AHI is the right name for what these systems are. Intelligence is human; AI is the assistance. The metaphysics, the empirical observation, the mathematics of compounding error, the structural fact of indeterminate drift in closed-loop architectures, and the political implications all point to the same conclusion. The AGI narrative is wrong in all the ways narratives fail — empirically, because every meaningful output requires a human recognizer; mathematically, because iterated synthesis without verification compounds error to the point where outputs cease to be meaningful; structurally, because closed-loop architectures without external recognizers produce indeterminate drift rather than convergence on truth; and politically, because the actual danger is institutional capture of real capability rather than emergence of autonomous capability that does not exist. The reframe is not a slogan. It is the description that lets the technology serve human flourishing rather than concentrate power around the people who control the oracles.

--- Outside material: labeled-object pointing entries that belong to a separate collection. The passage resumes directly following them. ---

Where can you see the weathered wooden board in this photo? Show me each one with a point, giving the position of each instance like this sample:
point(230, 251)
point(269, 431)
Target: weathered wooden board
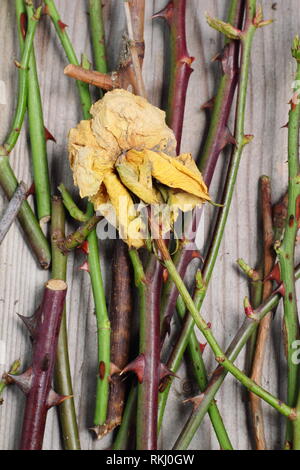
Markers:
point(21, 281)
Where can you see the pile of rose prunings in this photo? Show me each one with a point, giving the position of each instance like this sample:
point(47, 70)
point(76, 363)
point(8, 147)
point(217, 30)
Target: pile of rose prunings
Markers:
point(126, 161)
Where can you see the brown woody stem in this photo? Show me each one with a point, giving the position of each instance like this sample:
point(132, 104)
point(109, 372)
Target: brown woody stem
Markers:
point(120, 318)
point(44, 328)
point(264, 326)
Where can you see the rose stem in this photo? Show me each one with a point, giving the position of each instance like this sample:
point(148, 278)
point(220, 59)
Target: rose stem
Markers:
point(128, 77)
point(123, 435)
point(75, 239)
point(62, 373)
point(149, 350)
point(120, 316)
point(149, 282)
point(44, 328)
point(92, 77)
point(256, 411)
point(8, 181)
point(193, 347)
point(245, 332)
point(103, 324)
point(136, 65)
point(14, 369)
point(120, 308)
point(285, 249)
point(12, 210)
point(225, 99)
point(216, 141)
point(180, 66)
point(125, 76)
point(97, 35)
point(174, 13)
point(70, 205)
point(228, 85)
point(38, 138)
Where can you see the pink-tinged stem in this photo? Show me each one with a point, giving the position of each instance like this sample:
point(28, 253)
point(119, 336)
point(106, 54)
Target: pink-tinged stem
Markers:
point(218, 137)
point(181, 69)
point(44, 328)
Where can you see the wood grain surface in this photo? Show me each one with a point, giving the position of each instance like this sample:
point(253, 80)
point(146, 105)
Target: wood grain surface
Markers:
point(21, 281)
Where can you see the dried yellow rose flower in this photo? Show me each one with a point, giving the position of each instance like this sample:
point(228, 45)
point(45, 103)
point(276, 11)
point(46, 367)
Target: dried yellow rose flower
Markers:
point(127, 150)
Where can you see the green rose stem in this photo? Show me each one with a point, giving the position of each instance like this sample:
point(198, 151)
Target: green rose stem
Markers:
point(97, 35)
point(103, 324)
point(217, 133)
point(8, 180)
point(207, 333)
point(204, 400)
point(14, 369)
point(62, 373)
point(120, 310)
point(241, 140)
point(75, 239)
point(38, 139)
point(70, 205)
point(174, 14)
point(193, 347)
point(285, 249)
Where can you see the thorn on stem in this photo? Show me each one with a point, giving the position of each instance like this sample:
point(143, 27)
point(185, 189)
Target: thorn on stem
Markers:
point(23, 381)
point(62, 25)
point(85, 267)
point(137, 366)
point(48, 135)
point(166, 13)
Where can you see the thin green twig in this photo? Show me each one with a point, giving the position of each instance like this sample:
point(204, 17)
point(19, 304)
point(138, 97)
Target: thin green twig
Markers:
point(286, 250)
point(38, 139)
point(63, 379)
point(8, 180)
point(103, 324)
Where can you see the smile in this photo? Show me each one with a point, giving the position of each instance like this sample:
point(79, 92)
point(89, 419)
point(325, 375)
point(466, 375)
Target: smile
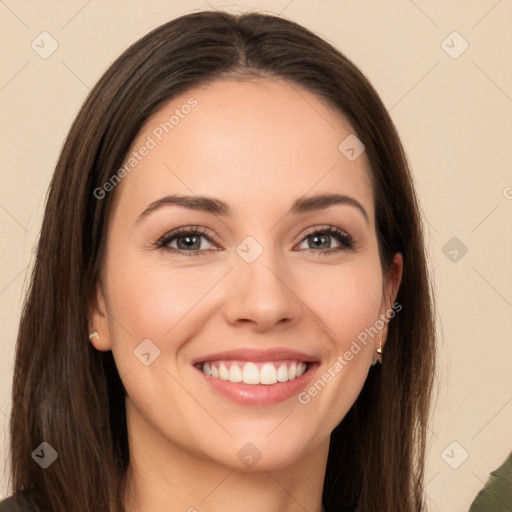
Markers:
point(254, 373)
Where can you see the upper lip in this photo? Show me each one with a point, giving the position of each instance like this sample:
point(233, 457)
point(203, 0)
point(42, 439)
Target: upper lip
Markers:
point(257, 355)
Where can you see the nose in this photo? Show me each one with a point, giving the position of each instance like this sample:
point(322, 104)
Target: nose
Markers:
point(262, 294)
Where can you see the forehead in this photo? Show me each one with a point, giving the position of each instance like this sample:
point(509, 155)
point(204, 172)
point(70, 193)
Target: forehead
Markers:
point(246, 141)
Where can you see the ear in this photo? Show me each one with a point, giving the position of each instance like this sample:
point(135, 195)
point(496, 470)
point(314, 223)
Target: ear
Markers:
point(97, 320)
point(392, 281)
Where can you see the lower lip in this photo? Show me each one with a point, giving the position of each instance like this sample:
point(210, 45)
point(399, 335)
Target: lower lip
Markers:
point(260, 394)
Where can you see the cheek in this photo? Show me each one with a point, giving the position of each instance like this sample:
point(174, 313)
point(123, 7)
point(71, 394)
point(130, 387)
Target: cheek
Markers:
point(347, 300)
point(150, 299)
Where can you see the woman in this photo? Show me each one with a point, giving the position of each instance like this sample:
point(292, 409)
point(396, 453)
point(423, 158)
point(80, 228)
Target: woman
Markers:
point(230, 304)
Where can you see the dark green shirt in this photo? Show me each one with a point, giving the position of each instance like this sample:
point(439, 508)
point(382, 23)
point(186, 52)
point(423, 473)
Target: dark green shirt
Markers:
point(496, 495)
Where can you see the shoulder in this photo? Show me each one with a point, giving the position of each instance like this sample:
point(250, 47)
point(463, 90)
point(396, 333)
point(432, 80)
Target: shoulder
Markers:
point(20, 502)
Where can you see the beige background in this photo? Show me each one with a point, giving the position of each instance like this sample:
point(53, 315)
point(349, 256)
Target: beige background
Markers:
point(453, 114)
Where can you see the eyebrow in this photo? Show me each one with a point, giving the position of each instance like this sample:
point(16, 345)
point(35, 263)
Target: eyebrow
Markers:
point(218, 207)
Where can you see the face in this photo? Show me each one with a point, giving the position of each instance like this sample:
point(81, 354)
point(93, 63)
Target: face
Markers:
point(262, 283)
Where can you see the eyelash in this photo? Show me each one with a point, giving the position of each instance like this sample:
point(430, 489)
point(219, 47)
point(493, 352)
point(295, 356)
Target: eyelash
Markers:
point(345, 240)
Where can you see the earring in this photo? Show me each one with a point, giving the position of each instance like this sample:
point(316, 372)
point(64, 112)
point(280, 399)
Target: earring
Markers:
point(378, 358)
point(379, 352)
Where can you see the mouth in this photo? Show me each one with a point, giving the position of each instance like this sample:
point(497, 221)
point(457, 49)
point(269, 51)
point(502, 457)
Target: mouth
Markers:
point(254, 373)
point(255, 377)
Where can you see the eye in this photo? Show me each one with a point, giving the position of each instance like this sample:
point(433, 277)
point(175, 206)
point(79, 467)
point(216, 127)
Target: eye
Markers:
point(320, 238)
point(187, 241)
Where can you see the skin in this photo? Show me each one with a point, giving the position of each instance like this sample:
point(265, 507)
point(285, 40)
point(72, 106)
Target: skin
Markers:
point(257, 145)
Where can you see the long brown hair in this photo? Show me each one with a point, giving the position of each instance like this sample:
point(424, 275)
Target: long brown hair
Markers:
point(70, 395)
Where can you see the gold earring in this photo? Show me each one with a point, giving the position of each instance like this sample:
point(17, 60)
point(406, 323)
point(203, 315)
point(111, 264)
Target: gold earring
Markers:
point(379, 351)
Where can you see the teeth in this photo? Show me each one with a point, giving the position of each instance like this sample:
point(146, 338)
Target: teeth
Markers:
point(268, 374)
point(223, 372)
point(255, 373)
point(235, 373)
point(250, 374)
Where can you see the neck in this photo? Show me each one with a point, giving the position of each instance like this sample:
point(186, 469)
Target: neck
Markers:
point(163, 477)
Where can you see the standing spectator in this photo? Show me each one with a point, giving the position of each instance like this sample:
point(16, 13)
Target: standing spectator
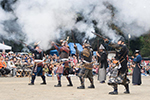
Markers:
point(136, 77)
point(102, 59)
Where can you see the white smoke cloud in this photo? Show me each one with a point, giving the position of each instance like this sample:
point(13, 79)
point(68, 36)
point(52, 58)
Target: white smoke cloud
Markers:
point(44, 20)
point(132, 16)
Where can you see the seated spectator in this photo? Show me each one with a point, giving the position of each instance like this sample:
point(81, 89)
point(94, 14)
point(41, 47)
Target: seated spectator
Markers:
point(12, 67)
point(3, 67)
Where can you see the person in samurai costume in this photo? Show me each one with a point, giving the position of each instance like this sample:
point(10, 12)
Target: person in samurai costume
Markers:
point(103, 64)
point(136, 76)
point(119, 74)
point(64, 54)
point(38, 63)
point(86, 69)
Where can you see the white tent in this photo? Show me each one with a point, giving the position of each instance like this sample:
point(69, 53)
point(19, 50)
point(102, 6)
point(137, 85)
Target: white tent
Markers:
point(4, 47)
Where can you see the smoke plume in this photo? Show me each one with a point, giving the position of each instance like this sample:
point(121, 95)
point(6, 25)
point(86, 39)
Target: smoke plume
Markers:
point(45, 20)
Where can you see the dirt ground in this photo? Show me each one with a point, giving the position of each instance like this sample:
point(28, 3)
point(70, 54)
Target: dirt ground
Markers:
point(18, 89)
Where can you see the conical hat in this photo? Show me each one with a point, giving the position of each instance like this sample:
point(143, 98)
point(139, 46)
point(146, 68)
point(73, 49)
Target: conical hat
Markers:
point(101, 47)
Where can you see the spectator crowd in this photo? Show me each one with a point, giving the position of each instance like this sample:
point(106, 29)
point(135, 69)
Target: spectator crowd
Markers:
point(21, 64)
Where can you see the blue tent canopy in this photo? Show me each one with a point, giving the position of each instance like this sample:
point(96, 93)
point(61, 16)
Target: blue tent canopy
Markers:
point(72, 50)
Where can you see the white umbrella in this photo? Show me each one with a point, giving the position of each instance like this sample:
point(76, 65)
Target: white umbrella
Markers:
point(4, 47)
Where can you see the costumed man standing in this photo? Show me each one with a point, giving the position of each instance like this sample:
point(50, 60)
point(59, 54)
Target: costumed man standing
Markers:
point(136, 76)
point(103, 64)
point(64, 54)
point(86, 69)
point(121, 58)
point(38, 63)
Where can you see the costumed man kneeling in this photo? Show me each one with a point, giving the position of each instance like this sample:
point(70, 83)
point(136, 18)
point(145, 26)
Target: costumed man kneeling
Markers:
point(38, 64)
point(119, 73)
point(86, 69)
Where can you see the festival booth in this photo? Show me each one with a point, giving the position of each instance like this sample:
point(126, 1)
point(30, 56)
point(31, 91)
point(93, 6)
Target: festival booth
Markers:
point(52, 52)
point(4, 47)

What changes when the reframe lands is everything downstream of how the user understands their relationship to the system. A user who believes the AI is intelligent treats the AI as authoritative. A user who understands that the intelligence is in the loop treats the AI as a tool — a remarkably powerful one, but a tool nonetheless. The first relationship is the one the labs are selling. The second is the one Ora is built to support.

The first relationship is the colonization of thinking. The second is its return to the user, where it has always belonged.